Testifying at the same hearing was the next award winner, Allen Jones, a former investigator for the Pennsylvania Office of the Inspector General. Although he was charged through his position in this office with the responsibility to "find fraud, waste, and abuse in the Commonwealth's programs, operations, and contracts," Mr. Jones was pressured and ultimately fired when he refused to stop an investigation that uncovered evidence of drug companies giving financial inducements to state officials to promote certain psychotropic drugs. Vindicated in the end, Mr. Jones has made it his life's work to inform the public of the dangers of these drugs and the corruption of a system, in league with the psychiatric industry that creates the diseases pharmaceutical companies can then "treat."
Dr. Colin Ross, the next awardee, exposed the role of psychiatry in secret CIA mind control experiments. His investigation amassed 15,000 pages of documents through the Freedom of Information Act and resulted in his acclaimed book, The CIA Doctors: Human Rights Violations by American Psychiatrists which has sold more than 6,000 copies. He has delivered more than 340 workshops, and appeared as an expert in two documentaries - "Mind Control" on the History Channel, and "Conspiracy Files: CIA Mind Control," on the Discover Channel.
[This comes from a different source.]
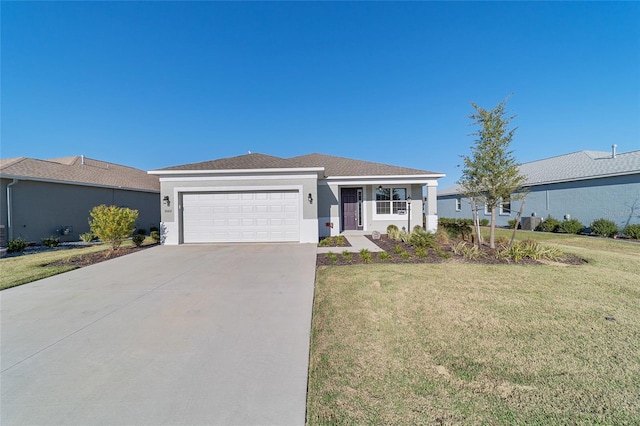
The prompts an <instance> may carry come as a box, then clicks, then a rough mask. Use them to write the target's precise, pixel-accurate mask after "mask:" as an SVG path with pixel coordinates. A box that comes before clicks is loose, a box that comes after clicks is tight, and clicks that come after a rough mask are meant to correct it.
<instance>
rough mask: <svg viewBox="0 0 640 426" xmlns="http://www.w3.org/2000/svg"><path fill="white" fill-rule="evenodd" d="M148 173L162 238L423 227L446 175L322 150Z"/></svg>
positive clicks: (432, 225)
mask: <svg viewBox="0 0 640 426" xmlns="http://www.w3.org/2000/svg"><path fill="white" fill-rule="evenodd" d="M149 173H150V174H153V175H157V176H159V177H160V186H161V197H162V204H163V205H162V218H161V219H162V231H163V241H164V243H165V244H182V243H208V242H244V241H246V242H262V241H298V242H302V243H317V242H318V238H319V237H321V236H329V235H338V234H340V233H342V232H344V231H361V232H363V233H364V232H366V233H371V232H373V231H380V232H383V233H384V232H386V228H387V226H388V225H390V224H395V225H397V226H398V227H399V228H402V227H404V228H407V227H409V222H410V225H411V227H412V228H413V227H414V226H415V225H421V226H422V223H423V206H424V205H425V204H426V207H424V211H425V213H426V226H427V228H428V229H431V230H435V229H436V227H437V222H438V221H437V217H436V187H437V179H438V178H441V177H443V176H444V175H443V174H441V173H435V172H429V171H425V170H416V169H409V168H405V167H397V166H390V165H385V164H378V163H371V162H366V161H360V160H352V159H348V158H342V157H334V156H329V155H322V154H309V155H303V156H300V157H293V158H279V157H273V156H269V155H263V154H247V155H241V156H238V157H231V158H223V159H219V160H213V161H206V162H202V163H195V164H187V165H182V166H175V167H168V168H165V169H161V170H154V171H150V172H149ZM424 194H426V196H425V195H424ZM409 197H411V201H408V198H409ZM423 197H424V198H423ZM409 211H410V212H411V214H410V215H409Z"/></svg>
The recipient of the Thomas S. Szasz Award was Dr. John Friedberg. The award is named after human rights advocate and CCHR co-founder, Thomas S. Szasz, Professor of Psychiatry Emeritus at the State University of New York Health Science Center in Syracuse, New York; Adjunct Scholar at the Cato Institute, Washington, D.C. and psychiatry's most ardent and outspoken critic.
Dr. Friedberg earned this award through more than 30 years of work to expose the brutal and deadly psychiatric "procedure" called Electro Convulsive Therapy (ECT). Dr. Friedberg's expert testimony, articles, books, and interviews, proves that ECT causes irreparable brain damage and death, and has resulted in landmark legislation to curb and prevent its use.
The Citizens Commission on Human Rights was established by the Church of Scientology in 1969 to investigate and expose psychiatric violations of human rights.